Zealandia is a chunk of continental crust, almost entirely beneath the ocean, next door to Australia and has been qualified as a continent in a 2017 scientific research.
As the continental collision process known as subduction started in the western Pacific between 35 million and 50 million years ago, parts of northern Zealandia rose by as much as 1.8 miles (3 kilometers), and other sections dropped in elevation by a similar amount.
As explained by the lead author of the new study: “These dramatic changes in northern Zealandia, an area about the size of India, coincided with buckling of rock layers and the formation of underwater volcanoes throughout the western Pacific.“
It was the birth of the Ring of Fire, the arc of subduction zones that circles the Pacific.
This again means that: “the new observations reveal the early signs of the Ring of Fire were almost simultaneous throughout the western Pacific.”
The Hidden Continent of Zealandia and the Birth of the Ring of Fire
Zealandia separated from the supercontinent Gondwana around 85 million years ago and slowly disappeared underwater.
In 2017, the International Ocean Discovery Program Expedition 371 sent research vessels to drill into the ocean floor below the Tasman Sea as long ago as the Late Cretaceous (100.5 to 66 million years ago).
A global map of Zealandia. via Conversation
Tiny fossils found in the sediments enabled researchers to determine the elevation of the sediments at the time they were laid down.

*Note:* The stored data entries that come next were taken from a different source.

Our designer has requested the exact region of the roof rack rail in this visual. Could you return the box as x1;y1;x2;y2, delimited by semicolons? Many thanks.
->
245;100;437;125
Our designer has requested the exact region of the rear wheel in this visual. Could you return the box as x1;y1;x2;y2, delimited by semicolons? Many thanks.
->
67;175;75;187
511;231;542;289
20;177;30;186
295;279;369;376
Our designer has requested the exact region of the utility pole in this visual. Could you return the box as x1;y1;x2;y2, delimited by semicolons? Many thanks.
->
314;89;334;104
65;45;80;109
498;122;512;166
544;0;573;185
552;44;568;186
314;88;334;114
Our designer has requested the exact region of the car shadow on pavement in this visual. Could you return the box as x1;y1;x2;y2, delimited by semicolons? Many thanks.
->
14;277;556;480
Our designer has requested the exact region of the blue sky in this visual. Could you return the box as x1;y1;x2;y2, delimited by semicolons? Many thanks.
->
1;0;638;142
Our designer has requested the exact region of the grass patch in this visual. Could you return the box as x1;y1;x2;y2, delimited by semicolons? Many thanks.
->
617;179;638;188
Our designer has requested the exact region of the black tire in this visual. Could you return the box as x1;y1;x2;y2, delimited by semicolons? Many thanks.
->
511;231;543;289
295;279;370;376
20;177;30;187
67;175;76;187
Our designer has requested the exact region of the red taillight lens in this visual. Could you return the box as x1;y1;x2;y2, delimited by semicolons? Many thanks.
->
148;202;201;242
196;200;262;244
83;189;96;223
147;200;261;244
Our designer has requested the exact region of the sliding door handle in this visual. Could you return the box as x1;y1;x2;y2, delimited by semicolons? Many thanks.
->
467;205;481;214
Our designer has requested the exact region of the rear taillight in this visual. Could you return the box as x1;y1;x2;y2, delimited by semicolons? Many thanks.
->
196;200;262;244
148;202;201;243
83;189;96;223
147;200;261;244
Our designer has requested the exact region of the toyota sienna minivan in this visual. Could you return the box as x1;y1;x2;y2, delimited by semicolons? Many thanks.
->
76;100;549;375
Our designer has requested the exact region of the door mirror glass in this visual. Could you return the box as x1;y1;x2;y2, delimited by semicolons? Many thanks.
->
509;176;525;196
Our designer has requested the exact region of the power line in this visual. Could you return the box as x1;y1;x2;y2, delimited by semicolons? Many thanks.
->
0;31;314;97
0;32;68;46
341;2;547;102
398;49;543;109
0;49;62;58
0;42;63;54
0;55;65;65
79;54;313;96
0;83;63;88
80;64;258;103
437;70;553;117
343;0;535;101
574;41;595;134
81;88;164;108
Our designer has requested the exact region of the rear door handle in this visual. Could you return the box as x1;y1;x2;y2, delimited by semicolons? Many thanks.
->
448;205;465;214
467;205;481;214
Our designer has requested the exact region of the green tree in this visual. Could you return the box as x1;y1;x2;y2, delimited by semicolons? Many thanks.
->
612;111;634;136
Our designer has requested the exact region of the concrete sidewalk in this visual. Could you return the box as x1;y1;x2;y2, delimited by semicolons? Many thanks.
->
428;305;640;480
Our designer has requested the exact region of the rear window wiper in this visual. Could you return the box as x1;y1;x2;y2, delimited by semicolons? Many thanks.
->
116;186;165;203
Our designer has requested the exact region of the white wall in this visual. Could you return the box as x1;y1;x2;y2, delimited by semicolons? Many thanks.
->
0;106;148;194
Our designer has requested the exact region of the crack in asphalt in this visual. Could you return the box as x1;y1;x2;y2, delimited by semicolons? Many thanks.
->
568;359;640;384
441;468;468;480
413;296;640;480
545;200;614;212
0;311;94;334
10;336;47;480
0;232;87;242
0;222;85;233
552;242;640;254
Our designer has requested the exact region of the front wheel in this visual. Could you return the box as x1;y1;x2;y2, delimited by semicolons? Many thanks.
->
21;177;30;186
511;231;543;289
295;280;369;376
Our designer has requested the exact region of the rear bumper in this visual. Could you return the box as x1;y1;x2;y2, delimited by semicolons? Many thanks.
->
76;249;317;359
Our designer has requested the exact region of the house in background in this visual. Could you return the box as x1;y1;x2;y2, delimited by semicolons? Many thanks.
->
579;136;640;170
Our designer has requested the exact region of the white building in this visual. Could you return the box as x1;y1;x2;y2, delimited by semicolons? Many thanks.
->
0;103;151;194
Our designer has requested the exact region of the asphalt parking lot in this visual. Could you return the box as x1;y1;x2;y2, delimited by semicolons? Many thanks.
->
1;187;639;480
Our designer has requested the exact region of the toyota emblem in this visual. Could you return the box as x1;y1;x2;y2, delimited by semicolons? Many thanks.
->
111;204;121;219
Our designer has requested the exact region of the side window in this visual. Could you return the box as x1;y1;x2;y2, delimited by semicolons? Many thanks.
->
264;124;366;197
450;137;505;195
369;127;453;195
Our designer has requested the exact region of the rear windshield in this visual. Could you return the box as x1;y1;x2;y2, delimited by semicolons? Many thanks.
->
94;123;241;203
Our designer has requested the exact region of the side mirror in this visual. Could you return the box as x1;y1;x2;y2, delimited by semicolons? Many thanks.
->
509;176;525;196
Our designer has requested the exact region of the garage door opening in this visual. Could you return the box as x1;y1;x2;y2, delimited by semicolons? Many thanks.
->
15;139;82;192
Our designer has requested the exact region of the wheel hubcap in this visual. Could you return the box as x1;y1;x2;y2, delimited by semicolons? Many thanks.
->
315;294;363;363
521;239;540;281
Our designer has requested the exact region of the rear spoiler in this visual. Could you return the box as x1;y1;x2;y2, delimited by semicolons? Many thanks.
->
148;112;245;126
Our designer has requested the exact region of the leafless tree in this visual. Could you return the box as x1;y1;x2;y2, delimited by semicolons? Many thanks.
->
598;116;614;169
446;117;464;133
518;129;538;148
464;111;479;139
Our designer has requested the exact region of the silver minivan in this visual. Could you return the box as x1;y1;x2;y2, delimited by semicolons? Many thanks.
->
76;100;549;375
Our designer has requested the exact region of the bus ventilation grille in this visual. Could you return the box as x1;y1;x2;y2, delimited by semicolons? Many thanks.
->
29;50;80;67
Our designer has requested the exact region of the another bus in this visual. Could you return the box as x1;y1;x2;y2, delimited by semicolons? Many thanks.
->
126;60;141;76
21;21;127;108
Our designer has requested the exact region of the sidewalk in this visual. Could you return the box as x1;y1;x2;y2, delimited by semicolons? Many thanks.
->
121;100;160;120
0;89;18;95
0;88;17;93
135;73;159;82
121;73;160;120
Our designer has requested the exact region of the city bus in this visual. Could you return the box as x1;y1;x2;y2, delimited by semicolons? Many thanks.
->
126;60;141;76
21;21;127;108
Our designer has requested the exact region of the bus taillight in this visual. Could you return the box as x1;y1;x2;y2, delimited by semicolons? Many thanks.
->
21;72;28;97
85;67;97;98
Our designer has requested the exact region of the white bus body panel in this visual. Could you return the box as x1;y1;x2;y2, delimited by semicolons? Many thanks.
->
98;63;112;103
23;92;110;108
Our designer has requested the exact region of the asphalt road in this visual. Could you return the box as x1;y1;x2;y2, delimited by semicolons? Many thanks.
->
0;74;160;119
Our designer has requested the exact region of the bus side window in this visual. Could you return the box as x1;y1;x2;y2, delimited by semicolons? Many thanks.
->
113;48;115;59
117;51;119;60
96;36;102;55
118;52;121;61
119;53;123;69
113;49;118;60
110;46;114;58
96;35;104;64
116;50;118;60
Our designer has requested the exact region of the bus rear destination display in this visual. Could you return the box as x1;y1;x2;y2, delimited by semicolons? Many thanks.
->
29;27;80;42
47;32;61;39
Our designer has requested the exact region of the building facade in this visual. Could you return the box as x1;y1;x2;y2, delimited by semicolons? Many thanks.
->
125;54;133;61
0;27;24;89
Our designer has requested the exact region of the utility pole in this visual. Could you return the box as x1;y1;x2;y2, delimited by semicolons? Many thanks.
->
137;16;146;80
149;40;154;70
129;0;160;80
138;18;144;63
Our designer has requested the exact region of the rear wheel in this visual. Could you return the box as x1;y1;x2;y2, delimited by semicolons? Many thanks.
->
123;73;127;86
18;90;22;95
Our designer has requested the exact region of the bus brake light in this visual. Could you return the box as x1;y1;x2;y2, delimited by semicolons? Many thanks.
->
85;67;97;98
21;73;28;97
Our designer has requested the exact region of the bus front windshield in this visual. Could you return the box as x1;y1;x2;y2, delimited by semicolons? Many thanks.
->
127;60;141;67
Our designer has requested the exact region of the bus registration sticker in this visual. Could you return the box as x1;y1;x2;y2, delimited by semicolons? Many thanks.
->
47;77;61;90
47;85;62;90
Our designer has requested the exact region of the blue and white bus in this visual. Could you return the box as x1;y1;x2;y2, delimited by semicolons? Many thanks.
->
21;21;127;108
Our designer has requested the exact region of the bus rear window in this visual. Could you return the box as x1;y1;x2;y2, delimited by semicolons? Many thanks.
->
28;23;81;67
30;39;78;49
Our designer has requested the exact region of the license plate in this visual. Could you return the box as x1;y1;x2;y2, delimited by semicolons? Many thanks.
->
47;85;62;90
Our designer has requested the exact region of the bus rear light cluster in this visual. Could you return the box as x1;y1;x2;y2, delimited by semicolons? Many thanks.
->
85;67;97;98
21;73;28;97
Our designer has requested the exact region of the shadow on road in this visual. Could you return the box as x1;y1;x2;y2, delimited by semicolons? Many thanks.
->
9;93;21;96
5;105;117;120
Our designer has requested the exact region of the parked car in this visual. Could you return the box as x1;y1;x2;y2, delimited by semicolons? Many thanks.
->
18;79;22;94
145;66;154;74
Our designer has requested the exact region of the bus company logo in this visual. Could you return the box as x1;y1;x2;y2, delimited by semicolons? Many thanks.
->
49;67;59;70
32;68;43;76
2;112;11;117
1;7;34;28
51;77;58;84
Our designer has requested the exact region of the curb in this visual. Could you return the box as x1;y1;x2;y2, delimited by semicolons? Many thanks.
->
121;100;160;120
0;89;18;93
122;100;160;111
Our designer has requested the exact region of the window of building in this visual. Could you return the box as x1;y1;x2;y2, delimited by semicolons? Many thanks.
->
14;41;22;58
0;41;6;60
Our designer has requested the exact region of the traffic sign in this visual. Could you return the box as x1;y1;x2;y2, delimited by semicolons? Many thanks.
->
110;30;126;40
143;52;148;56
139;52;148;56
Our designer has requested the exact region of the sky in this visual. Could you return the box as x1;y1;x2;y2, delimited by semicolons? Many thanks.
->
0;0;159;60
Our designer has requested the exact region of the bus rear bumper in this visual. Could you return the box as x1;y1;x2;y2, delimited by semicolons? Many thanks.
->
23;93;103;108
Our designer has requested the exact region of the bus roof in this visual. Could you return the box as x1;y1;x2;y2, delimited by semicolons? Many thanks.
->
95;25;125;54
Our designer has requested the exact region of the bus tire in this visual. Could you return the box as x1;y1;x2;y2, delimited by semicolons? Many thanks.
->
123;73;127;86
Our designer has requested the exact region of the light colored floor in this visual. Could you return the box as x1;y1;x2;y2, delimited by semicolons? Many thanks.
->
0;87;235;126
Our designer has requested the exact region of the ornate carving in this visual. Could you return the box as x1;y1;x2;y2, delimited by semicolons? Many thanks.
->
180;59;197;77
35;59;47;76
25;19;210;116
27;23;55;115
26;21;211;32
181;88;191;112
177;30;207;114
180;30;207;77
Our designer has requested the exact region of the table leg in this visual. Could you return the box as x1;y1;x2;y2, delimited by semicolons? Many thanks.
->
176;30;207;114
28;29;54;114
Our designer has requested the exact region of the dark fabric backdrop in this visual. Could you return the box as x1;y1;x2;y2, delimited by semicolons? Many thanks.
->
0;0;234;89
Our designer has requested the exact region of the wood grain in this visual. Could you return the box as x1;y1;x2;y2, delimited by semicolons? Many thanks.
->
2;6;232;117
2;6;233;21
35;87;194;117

They found that at three sites in northern Zealandia, the sediments from between 35 million and 50 million years ago contained fossils that indicated shallow reef ecosystems. These sites today sit in the middle of the Tasman Sea near an area called Lord Howe Rise.
Closer to Vanuatu in what is today the New Caledonia Trough, the researchers found single-celled plankton species that live in deeper waters, indicating that the elevation of Zealandia had dropped in the same 35- to 50-million-year time frame.